Courtesy of Eric Goldman, here’s a cute little patent case with a Google Books angle, Celorio v. Google. Celorio holds a U.S. patent on an “Electronic bookstore vending machine.” In his view, his patent describes a print-on-demand Espresso Book Machine to a T. So he sued Espresso’s maker, On Demand Books, and also Google. As the court explains, Celorio alleges that Google
- Directly infringes “out of his premises in California” by installing one or more Espresso Book Machines in its offices, where a user can request a book be downloaded and printed on demand.
- Commits contributory infringement because it offers to sell and sells electronic books, which are component of a patented device and apparatus.
- Commits contributory infringement by transferring its files to Espresso Book Machines, knowing the files will be transformed into a physical book using the ‘890 Patent without permission.
- Induces infringement “by promoting and encouraging the purchase of electronic books to [be] printed on demand” by Espresso Book Machines.
- Induces infringement by virtue of Google Books’ ability to provide searches of indexed book content.

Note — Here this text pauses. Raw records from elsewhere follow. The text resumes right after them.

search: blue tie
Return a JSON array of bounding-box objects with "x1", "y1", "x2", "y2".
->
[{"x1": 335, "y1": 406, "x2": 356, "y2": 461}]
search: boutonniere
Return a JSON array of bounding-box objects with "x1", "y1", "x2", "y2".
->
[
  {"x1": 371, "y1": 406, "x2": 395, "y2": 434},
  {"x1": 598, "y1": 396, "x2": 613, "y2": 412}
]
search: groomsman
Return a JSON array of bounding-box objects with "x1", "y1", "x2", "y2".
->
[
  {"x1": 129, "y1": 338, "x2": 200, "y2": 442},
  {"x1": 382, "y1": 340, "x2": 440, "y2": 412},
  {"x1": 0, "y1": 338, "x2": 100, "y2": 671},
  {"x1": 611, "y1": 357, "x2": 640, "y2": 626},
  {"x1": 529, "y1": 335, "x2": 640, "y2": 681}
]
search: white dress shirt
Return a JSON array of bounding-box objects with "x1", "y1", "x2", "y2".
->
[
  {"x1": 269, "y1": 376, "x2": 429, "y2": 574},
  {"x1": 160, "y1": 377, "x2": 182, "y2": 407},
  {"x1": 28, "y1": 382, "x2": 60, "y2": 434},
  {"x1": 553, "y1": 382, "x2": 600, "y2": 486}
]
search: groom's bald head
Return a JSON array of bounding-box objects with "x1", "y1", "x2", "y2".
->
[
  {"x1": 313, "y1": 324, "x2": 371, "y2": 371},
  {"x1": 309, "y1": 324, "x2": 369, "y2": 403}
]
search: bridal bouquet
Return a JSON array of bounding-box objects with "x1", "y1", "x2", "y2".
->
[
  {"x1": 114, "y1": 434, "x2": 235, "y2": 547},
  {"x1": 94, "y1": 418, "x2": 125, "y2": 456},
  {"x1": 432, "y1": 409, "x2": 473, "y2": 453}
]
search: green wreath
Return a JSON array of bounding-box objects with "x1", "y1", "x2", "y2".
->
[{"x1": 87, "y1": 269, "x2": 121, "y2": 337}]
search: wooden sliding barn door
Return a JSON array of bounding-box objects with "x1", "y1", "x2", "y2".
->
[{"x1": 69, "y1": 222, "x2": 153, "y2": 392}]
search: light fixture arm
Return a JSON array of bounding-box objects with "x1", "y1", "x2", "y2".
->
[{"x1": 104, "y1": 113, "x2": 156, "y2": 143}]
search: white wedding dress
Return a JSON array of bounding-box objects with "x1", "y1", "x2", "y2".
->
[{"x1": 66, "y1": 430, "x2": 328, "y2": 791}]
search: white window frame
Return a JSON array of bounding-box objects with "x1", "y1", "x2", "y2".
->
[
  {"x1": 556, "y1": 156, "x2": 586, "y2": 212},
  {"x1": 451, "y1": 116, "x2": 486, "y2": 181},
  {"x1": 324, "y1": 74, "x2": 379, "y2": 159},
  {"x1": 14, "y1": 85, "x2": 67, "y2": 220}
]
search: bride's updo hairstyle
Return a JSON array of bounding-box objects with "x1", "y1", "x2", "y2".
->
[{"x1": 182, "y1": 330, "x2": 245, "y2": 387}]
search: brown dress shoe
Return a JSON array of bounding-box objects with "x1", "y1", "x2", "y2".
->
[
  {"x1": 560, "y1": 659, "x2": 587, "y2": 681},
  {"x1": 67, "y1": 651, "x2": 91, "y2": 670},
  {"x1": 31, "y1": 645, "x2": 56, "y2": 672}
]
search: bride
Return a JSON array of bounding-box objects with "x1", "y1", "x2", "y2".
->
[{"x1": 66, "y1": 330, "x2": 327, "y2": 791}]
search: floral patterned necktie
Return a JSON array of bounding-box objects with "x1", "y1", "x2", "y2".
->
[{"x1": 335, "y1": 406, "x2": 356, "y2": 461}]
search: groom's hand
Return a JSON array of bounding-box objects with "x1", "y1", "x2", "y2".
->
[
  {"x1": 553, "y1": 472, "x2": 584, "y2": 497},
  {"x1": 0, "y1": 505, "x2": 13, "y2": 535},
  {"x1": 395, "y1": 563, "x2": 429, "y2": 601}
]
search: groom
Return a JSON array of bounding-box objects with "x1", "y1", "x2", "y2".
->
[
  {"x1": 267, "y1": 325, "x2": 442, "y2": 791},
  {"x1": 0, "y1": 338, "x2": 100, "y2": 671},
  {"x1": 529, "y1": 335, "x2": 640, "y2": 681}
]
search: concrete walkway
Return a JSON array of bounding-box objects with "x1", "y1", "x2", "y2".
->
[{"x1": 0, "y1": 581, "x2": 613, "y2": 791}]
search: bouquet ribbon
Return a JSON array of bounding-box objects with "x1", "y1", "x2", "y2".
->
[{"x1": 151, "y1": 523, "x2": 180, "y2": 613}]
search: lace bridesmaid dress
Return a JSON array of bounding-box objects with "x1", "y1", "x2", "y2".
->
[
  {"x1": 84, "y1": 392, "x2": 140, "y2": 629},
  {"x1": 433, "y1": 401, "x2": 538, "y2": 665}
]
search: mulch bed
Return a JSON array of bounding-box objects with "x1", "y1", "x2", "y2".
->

The case doesn’t get at all into the facts of what Google does or whether Celorio’s patent really does cover any of these activities. Instead, it’s an early-stage dispute over how specifically Celorio needs to explain his theories of infringement, and the court’s conclusion is that he’s explained them well enough for the case to proceed. The takeaway is that not even the public domain books in Google Books are completely clear of legal challenges.